Infosys looks punished for somebody else’s warning, not for a break in its own story. A 9.7% one-day drop to $10.57 makes sense if investors suddenly believe demand is collapsing across IT services, but Infosys’ recent operating signals do not show that kind of deterioration. The cleaner read is contagion: Accenture’s weak outlook reset the group, and INFY got swept up despite still showing large-deal traction, active AI commercialization, and a valuation that already prices in a lot of bad news. When a profitable franchise with a 13.45x P/E and 4.6% dividend yield trades like the floor just fell out, the popular narrative starts to look sloppy.
The first number that matters is $15.0 billion. That was Infosys’ FY26 large-deal TCV, with 55% of it net new, and that is not what a broken demand picture looks like. Management also said the large-deal pipeline remains strong, which fits a business still winning enterprise transformation work even in a cautious spending environment. If the market wants to argue growth is slowing, fine; arguing the commercial engine has stalled is much harder with that deal figure sitting in plain view.
The second point is that Infosys is still monetizing relevance in AI, not just talking about it. Management highlighted a broad AI opportunity across six areas, strategic collaborations spanning OpenAI, Anthropic, Google Gemini, NVIDIA, Microsoft, AWS, Google Cloud and Intel, and more than 30,000 developers deployed on GitHub Copilot. That matters because the stock was sold as if the company had no answer for the next phase of enterprise tech spending. Recent announcements around OpenAI, Harness, and AI-led modernization work say the opposite: INFY is staying attached to the budgets that still get approved.

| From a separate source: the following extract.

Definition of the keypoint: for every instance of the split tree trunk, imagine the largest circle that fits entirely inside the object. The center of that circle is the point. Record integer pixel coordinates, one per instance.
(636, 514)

The third point is valuation versus quality. INFY carries a TickerSpark Score of 67, with standout sub-scores of 83 for Valuation, 85 for Profitability, and 88 for Financial Health. Those numbers line up with the underlying business: a 20.3% operating margin, 16.4% net margin, and 31.8% ROE on $20.16 billion of revenue. Against that backdrop, a 13.45x P/E and 8.67x EV/EBITDA look less like a premium growth name getting repriced and more like a solid franchise already discounted for caution. Compared with richer tech names like ADSK at 28.29x earnings or FTNT at 56.32x, Infosys does not need heroic growth to justify attention here.

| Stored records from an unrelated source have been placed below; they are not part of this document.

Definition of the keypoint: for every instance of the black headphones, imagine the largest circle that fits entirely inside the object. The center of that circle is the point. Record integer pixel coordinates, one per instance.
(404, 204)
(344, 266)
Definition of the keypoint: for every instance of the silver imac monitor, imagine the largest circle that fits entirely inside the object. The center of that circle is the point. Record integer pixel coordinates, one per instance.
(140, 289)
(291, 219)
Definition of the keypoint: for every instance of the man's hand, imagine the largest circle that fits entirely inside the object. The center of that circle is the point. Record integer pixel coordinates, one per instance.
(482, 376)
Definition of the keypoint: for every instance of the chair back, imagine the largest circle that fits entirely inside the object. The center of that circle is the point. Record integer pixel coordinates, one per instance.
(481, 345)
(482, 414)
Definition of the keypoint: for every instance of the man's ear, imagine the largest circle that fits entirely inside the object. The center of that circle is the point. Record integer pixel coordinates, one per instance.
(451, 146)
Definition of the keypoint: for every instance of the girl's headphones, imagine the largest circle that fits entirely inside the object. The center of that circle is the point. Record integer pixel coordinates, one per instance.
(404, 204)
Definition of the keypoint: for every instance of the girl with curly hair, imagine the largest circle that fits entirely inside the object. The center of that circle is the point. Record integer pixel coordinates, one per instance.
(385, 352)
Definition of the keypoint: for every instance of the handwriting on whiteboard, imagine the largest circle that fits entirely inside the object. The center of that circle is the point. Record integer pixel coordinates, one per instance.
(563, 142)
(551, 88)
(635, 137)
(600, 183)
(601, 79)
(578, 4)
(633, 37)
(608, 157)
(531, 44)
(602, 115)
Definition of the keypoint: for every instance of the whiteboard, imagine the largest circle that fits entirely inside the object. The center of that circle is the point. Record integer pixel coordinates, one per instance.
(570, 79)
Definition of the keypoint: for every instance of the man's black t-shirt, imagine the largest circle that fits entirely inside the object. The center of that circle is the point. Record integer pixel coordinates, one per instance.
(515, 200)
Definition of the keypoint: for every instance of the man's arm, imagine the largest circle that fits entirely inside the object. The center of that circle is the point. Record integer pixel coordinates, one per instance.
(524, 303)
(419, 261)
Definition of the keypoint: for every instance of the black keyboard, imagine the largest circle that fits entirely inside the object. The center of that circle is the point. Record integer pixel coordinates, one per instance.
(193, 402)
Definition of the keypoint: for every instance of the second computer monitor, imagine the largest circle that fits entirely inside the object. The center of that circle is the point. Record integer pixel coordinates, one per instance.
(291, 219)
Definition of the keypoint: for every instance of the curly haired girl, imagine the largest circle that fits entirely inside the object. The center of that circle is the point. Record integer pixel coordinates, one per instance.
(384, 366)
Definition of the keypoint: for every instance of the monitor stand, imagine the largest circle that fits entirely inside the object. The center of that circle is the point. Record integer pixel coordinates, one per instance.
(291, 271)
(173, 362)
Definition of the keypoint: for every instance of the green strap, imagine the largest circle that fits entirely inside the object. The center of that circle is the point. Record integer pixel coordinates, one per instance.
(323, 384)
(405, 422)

The pushback is real, and it starts with growth. Revenue grew just 4.6% year over year, the Growth component of the TickerSpark Score is only 50, and management has already flagged client ramp-downs, onsite mix pressure, and a tougher macro setup in FY27. That is enough to explain why sentiment can stay fragile even after a sharp drop. The technical picture is ugly too: INFY is below its 20-day, 50-day, and 200-day moving averages, RSI is 30.48, and the stock is sitting just above its 52-week low of $10.46.
That still does not make the selloff fully convincing. The market is acting as if weak peer commentary automatically means Infosys’ own pipeline is rolling over, yet the company just posted 9.2% EPS growth and beat consensus in each of the last two reported quarters. This is not a momentum stock with no earnings support underneath it. It is a low-multiple services name with real margins, real deal wins, and positive recent news flow that got repriced in one shot because the whole group was hit.

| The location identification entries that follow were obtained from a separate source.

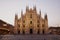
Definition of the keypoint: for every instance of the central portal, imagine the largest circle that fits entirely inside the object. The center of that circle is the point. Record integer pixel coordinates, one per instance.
(31, 31)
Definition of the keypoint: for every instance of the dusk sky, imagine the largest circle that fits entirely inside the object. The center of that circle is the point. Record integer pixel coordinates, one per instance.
(8, 8)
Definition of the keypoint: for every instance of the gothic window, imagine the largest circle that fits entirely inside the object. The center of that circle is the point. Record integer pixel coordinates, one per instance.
(38, 21)
(18, 32)
(18, 25)
(30, 22)
(37, 25)
(23, 32)
(42, 25)
(30, 15)
(43, 31)
(38, 31)
(23, 25)
(31, 31)
(23, 21)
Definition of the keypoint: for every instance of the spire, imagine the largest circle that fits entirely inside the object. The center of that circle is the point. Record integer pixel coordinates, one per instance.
(27, 8)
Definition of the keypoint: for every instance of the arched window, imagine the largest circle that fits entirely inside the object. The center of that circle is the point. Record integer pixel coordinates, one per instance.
(18, 25)
(38, 21)
(37, 25)
(23, 21)
(23, 32)
(23, 25)
(42, 25)
(30, 22)
(38, 32)
(30, 15)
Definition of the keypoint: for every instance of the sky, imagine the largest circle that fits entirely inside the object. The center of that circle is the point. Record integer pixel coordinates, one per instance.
(8, 9)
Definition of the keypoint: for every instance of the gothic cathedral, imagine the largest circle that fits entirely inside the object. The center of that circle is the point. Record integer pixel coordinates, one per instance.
(31, 22)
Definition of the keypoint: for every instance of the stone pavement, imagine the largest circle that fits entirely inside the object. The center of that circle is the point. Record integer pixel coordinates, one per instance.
(29, 37)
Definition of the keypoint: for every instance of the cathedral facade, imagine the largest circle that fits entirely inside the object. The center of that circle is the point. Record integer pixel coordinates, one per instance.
(31, 22)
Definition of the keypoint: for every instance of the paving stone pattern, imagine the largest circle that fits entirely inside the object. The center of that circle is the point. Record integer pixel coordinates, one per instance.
(29, 37)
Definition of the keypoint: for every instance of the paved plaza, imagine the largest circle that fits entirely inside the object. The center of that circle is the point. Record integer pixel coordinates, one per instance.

That leaves INFY looking more interesting than broken. We would treat this as a contrarian setup, not because the chart is healthy, but because the fundamentals now look mismatched with the punishment. A stock at $10.57 with a 4.6% yield, 13.45x earnings, and strong profitability does not need a booming macro backdrop to work; it just needs July 23 earnings to confirm that the large-deal story is still converting into stable growth.
The line that matters now is simple: if management reinforces the pipeline and avoids a sharper deterioration in FY27 commentary, this drop will look overdone. If the next report shows the Accenture read-through is hitting Infosys harder than management suggested, the bear case takes control. Until then, the bigger mistake is assuming a sector warning automatically means Infosys’ own story has broken.